La povertà che non si dice

Le popolazioni rurali haitiane soffrono per lo stato del Paese, per una cronica difficoltà produttiva e per la siccità. Da Ouanamethe
Haiti

Da Port-au-Prince al Nord, a Cap Haitien, ci sono circa duecento chilometri di strade dissestate, che raramente vengono percorse dalle auto, perché delle bande di disperati paiono approfittare di tutti coloro che, soprattutto se stranieri, si avventurano in quelle terre di nessuno. Così ci si deve trasferire in aereo, con piccoli velivoli vetusti e insicuri che in poche decine di minuti fanno scavalcare le catene montagnose del centro del Paese: 85 miglia, poco più di 130 chilometri.

 

Dall’alto le tendopoli della capitale appaiono come macchie grigie e blu nella geometria urbana, ma lasciano presto lo spazio alla desolazione del territorio haitiano, dove gli alberi quasi non esistono e i corsi d’acqua paiono quasi assenti. A Cap Haïtien non c’è una sola strada asfaltata. La polvere avvolge tutto e tutti, lo spettacolo dei mercatini è più misero ancora di Port-au-Prince, la gente pare più sfaccendata e arrabbiata. Mi dicono di stare attento anche a scattare foto dall’auto. Qui si fa la fame. Ci sarebbe tanto pesce, ma la flottiglia dei pescherecci haitiani è men che misera, quasi inesistente. E l’agricoltura soffre enormemente per la siccità che stranamente colpisce l’isola di Hispaniola anche in questi mesi che dovrebbero essere quelli delle piogge.

 

Nella notte andiamo ad est, verso Ouanamethe, alla frontiera con la Repubblica Domenicana, e poi verso Mont Organisé, che si raggiunge in un’ora e mezza di strada sterrata. Uno dei tanti borghi della profonda terra haitiana, uno dei più isolati. Qui visito un centro straordinario di sviluppo endemico della società rurale, grazie a un pungo di persone animate dalla spiritualità dell’unità. Ne parleremo. Con loro visito le scuole dove il Wfp dell’Onu finanzia ogni giorno un pasto per i bambini e i ragazzi, che altrimenti rischierebbero di restare senza mangiare. Da queste parti, infatti, la siccità ha reso gli orti curati dalle famiglie, e fonte principale di sostentamento, poco meno che un deserto.
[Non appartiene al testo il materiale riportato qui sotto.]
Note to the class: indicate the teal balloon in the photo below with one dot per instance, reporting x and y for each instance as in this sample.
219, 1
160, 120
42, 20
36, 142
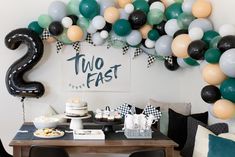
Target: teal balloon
141, 5
44, 21
173, 11
209, 35
35, 27
122, 27
73, 7
89, 8
227, 89
153, 35
155, 16
184, 20
191, 61
213, 55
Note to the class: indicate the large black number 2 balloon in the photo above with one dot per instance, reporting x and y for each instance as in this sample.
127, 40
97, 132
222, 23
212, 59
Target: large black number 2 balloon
15, 82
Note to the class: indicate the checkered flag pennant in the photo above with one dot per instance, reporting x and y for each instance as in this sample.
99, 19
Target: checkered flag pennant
124, 109
125, 49
59, 46
45, 34
138, 51
151, 110
89, 39
151, 60
76, 46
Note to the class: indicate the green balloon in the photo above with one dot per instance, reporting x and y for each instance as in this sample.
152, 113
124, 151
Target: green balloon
44, 21
73, 7
227, 89
209, 35
173, 11
153, 35
122, 27
155, 16
191, 61
214, 42
213, 55
83, 22
35, 27
89, 8
184, 20
141, 5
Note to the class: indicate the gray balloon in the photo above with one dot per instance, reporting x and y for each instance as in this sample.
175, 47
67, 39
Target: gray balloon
57, 10
134, 38
105, 4
227, 63
163, 45
202, 23
97, 40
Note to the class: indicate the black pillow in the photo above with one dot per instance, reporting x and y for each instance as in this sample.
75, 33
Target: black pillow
177, 128
218, 128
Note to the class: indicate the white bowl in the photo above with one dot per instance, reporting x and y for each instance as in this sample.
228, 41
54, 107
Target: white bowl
45, 122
Nelle case di legno, che qui almeno hanno un tetto di lamiera ondulata e non più di cannette, si mangia quando si trova qualcosa da mangiare, una volta al giorno. Ma talvolta non c’è nulla, e una brodaglia con un po’ di avena galleggiante può essere la sola fonte di sostentamento alimentare della giornata.

 

La gente non si lamenta, i mendicanti sono pochi, al mercato un pugno di riso lo si trova, se ci sono i soldi per comprarlo. Ma i bambini con la pancia gonfia crescono. In una capanna, vengono pesati i piccoli secondo i protocolli del Wfp, e vengono distribuite pastiglie proteiniche. Ma se non piove ancora, che succederà? Il deputato locale, un omone grande e grosso dagli occhi buoni, ai chiama Ronard Larèche, mi confida la sua tristezza «per un aiuto internazionale che si concentra su pochi progetti e che non riesce a capire dove far crescere la popolazione». E aggiunge: «Siamo grati a tutti, ma non riesco a vedere i nostri piccoli così malnutriti, a vedere le donne senza latte. Non siamo ancora all’emergenza fame, ma poco ci manca».

 

(Cose che accadono ad Haiti nel 2011. Ma noi siamo occupati altrove. Le notizie che leggo sui consueti siti web italiani mi rattristano e poi mi spaventano: siamo ormai insensibili al grido di chi soffre, per le colpe planetarie che ricadono anche e soprattutto sui nostri Paesi opulenti. Ci spaventiamo per poche migliaia di tunisini che cercano un futuro un po’ migliore sulle nostre coste, ci abbuffiamo di cronache giudiziarie, ci sbraniamo politicamente tra europei. Invece di far qualcosa di utile, invece di divulgare notizie “vere” dal mondo “vero” della gente che ancora non ha una vita almeno dignitosa. Poi gli amici locali mi raccontano dei contributi di gente generosa che arrivano dall’Italia, dal Lussemburgo, dal Canada: parlano di contributi, non di aiuti, non sono doni paternalisticamente piovuti dall’alto, ma i pochi soldi che le nostre famiglie mettono da parte. E allora mi dico che ancora non tutti siamo diventati dei mostri insensibili).